"Je déteste le monde; je voudrai ne plus être regardée que par vous."
("I hate the world; I want to be looked at only by you.")
"C'est quand on a trop à se dire qu'on se tait."
("It's when you have too much to say that you keep quiet.")
I discovered Louise de Vilmorin's 'Madame de'—her most famous novel—after watching the striking rendition by Max Ophuls, starring Danielle Darrieux seen on the cover. When an aristocratic woman sells her earrings, unbeknownst to her husband, in order to pay personal debts, she sets off a chain reaction, the financial and carnal consequences of which can only end in despair. As expected there were some distinct yet still appropriate variations between the 2. Counting hardly 50 pages, the novel is not as sympathetic as the slightly romanticized film—not that anyone minds the fleshed out handsome Italian Baron Donati :)
As for some background info on the author: she was heir to a great French seed company fortune of Vilmorin.

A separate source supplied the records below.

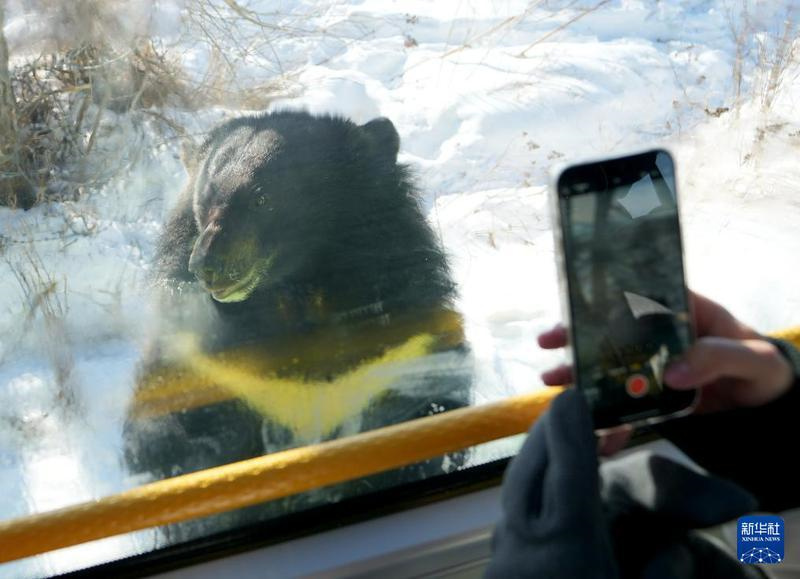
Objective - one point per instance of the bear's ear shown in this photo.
(383, 137)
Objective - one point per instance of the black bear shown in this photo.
(306, 298)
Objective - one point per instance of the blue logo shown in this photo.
(760, 539)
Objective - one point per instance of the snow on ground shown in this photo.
(487, 98)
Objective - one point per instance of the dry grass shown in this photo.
(45, 299)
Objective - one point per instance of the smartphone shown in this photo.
(618, 242)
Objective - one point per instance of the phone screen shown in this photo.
(629, 308)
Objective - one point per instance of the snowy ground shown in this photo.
(487, 97)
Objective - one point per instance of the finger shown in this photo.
(554, 338)
(611, 443)
(756, 367)
(558, 376)
(712, 319)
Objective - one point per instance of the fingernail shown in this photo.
(678, 374)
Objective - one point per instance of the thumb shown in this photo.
(756, 371)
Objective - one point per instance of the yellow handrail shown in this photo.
(270, 477)
(276, 475)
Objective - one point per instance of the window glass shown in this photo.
(233, 227)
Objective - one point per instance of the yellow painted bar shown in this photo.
(277, 475)
(270, 477)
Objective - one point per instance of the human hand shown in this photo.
(731, 364)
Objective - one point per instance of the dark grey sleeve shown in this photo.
(552, 523)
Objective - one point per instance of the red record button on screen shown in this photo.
(636, 385)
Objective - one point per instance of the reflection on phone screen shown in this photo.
(629, 308)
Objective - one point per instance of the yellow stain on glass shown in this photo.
(314, 408)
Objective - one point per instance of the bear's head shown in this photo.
(278, 197)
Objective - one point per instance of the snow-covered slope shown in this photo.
(487, 98)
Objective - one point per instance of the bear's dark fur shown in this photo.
(298, 250)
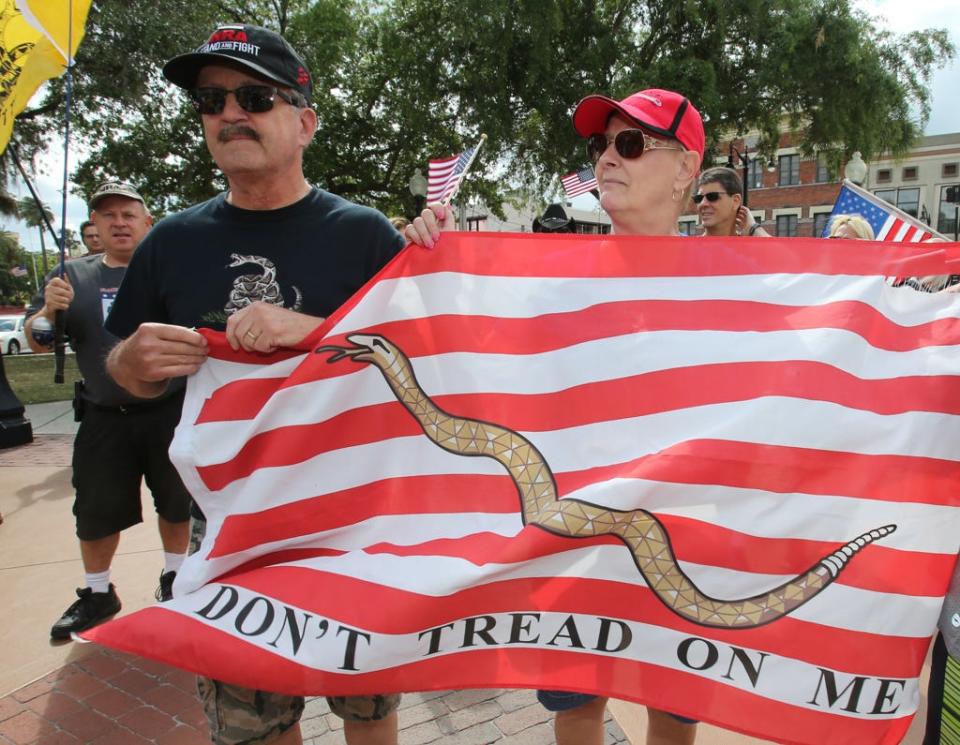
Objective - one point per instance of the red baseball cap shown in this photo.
(662, 112)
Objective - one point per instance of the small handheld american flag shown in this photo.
(888, 222)
(579, 182)
(446, 174)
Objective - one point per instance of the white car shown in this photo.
(12, 338)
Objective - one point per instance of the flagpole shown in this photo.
(466, 169)
(59, 319)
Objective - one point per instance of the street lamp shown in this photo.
(745, 160)
(856, 169)
(418, 187)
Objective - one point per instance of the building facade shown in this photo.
(793, 195)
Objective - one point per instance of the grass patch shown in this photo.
(31, 377)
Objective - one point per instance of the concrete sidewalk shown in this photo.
(59, 694)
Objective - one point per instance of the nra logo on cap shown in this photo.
(228, 34)
(655, 100)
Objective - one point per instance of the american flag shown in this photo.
(445, 174)
(888, 222)
(579, 182)
(767, 403)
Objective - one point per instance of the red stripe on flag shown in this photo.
(785, 470)
(396, 496)
(498, 254)
(740, 465)
(640, 395)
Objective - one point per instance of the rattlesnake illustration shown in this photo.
(640, 530)
(249, 288)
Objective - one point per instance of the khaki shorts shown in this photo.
(241, 716)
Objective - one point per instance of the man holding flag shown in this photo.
(268, 261)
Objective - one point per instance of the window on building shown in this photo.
(823, 169)
(787, 226)
(947, 220)
(820, 220)
(906, 199)
(789, 170)
(755, 173)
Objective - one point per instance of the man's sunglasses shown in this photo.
(254, 99)
(710, 196)
(629, 143)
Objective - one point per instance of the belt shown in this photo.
(138, 406)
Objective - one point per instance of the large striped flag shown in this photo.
(888, 222)
(579, 182)
(34, 47)
(718, 478)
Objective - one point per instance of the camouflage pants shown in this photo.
(241, 716)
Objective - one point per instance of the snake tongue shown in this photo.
(342, 352)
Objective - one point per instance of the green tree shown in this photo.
(36, 216)
(14, 290)
(399, 81)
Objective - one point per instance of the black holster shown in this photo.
(79, 403)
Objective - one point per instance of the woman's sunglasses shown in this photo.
(629, 143)
(254, 99)
(710, 196)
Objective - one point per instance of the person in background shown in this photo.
(851, 228)
(719, 201)
(121, 440)
(90, 237)
(646, 151)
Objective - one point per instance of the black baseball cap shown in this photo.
(115, 189)
(255, 48)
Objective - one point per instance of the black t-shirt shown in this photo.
(198, 266)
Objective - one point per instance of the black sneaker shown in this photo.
(92, 608)
(165, 590)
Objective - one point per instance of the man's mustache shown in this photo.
(232, 130)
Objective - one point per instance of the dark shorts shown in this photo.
(566, 700)
(114, 451)
(943, 698)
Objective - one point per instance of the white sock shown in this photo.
(172, 562)
(98, 581)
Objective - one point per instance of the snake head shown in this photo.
(367, 348)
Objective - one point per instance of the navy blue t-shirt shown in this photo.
(198, 266)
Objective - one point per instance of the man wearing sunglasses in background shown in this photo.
(720, 205)
(311, 250)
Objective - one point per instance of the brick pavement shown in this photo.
(45, 450)
(111, 698)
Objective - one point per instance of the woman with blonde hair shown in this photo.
(851, 228)
(646, 152)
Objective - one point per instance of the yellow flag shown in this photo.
(33, 47)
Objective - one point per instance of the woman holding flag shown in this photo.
(646, 152)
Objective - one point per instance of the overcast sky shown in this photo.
(893, 14)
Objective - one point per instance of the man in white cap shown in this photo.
(121, 439)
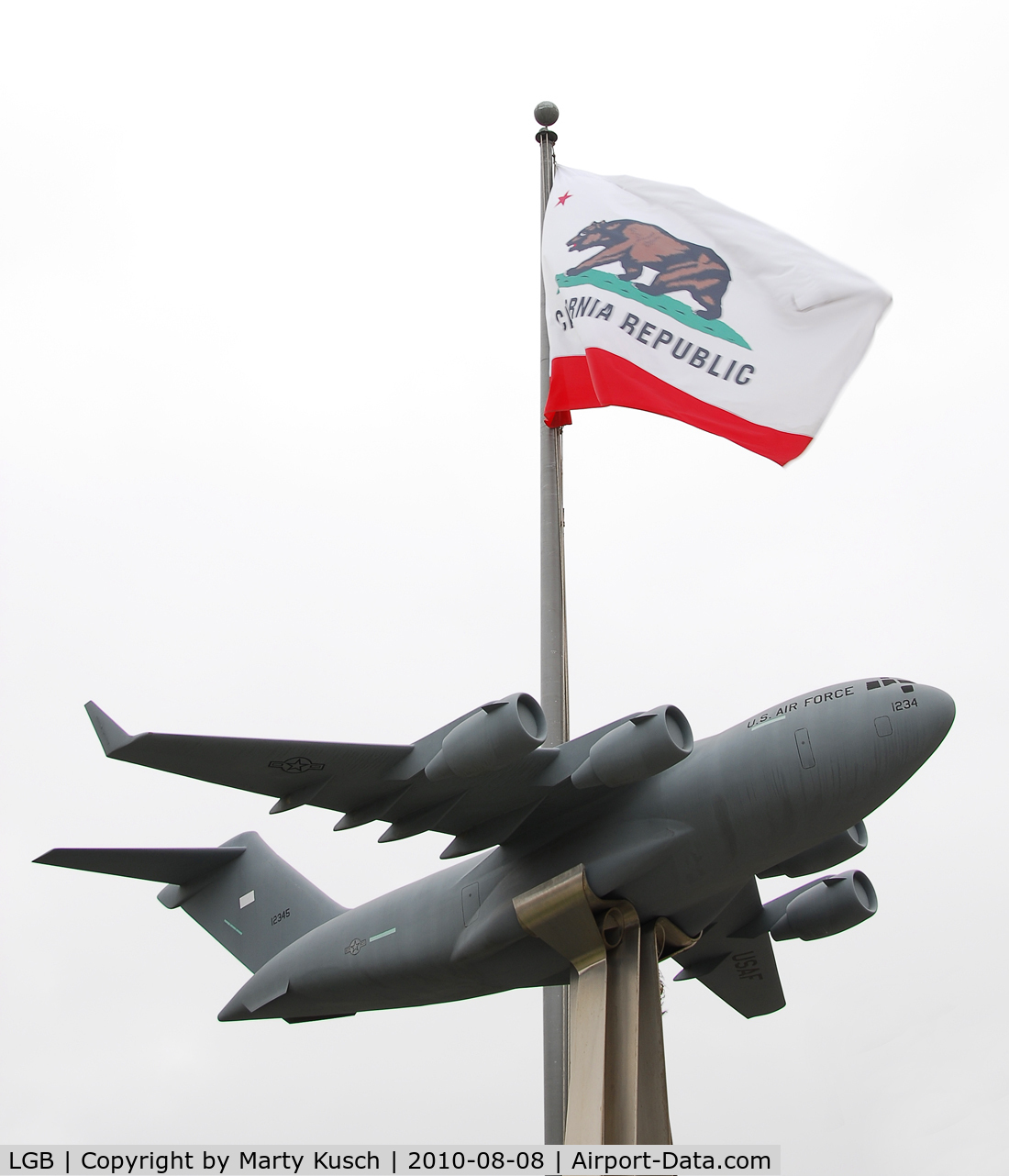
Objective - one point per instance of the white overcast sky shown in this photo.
(268, 297)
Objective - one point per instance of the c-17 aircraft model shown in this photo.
(680, 830)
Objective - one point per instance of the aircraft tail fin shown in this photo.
(242, 893)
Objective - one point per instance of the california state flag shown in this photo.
(663, 300)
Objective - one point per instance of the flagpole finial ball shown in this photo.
(546, 114)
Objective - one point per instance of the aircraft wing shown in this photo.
(740, 970)
(373, 781)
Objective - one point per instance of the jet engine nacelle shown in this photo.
(496, 737)
(837, 849)
(829, 905)
(637, 749)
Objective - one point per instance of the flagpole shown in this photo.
(553, 645)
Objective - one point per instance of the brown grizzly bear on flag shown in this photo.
(681, 265)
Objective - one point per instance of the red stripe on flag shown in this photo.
(600, 378)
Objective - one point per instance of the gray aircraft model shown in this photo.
(680, 830)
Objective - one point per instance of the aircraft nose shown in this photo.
(940, 712)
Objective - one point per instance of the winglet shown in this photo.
(111, 735)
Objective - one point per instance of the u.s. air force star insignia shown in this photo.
(296, 763)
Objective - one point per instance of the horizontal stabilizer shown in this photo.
(244, 893)
(742, 971)
(176, 866)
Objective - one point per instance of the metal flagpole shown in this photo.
(553, 646)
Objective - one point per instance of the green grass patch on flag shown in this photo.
(661, 303)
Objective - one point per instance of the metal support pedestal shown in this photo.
(616, 1079)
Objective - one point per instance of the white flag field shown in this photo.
(661, 299)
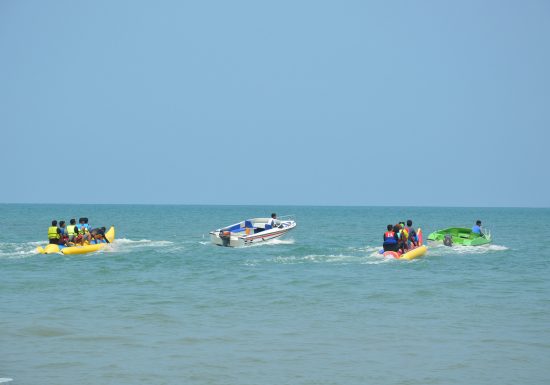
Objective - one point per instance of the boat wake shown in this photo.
(125, 244)
(440, 249)
(19, 250)
(272, 242)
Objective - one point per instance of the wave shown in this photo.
(125, 244)
(337, 259)
(272, 242)
(19, 250)
(440, 249)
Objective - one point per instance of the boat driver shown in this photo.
(477, 228)
(273, 221)
(391, 240)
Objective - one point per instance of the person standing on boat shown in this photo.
(99, 235)
(391, 239)
(273, 221)
(413, 238)
(72, 231)
(64, 235)
(54, 233)
(477, 228)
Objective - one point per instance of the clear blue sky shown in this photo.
(283, 102)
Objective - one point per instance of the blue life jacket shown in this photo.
(389, 238)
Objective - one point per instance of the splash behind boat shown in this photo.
(251, 231)
(71, 250)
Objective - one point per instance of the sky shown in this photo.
(391, 103)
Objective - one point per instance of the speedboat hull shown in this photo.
(251, 231)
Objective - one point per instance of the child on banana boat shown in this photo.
(75, 235)
(400, 237)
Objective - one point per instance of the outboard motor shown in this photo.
(225, 236)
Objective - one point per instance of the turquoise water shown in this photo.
(319, 306)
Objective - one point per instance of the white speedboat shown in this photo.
(251, 231)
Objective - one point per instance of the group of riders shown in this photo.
(400, 237)
(75, 234)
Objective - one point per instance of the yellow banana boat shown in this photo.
(416, 252)
(71, 250)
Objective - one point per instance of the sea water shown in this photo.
(319, 306)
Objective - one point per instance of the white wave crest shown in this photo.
(19, 250)
(440, 249)
(124, 244)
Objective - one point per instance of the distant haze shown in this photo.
(394, 103)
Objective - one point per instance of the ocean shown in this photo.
(319, 306)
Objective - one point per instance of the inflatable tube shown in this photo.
(411, 254)
(72, 250)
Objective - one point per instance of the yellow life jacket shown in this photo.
(52, 232)
(71, 230)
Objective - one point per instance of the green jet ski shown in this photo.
(460, 236)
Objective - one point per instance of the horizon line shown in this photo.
(274, 205)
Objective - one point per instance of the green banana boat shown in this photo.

The Vilmorin estate in the Paris suburb of Verrières-le-Buisson, was a former hunting lodge of King Louis XIV, and her ancestors were the chief seed supplier and botanist to King Louis XV. Amidst her multiple marriages and affairs, and even an early engagement to novelist and aviator Antoine de Saint-Exupéry that fell through, she was best known as a writer of delicate but biting tales, often set in aristocratic or artistic milieu.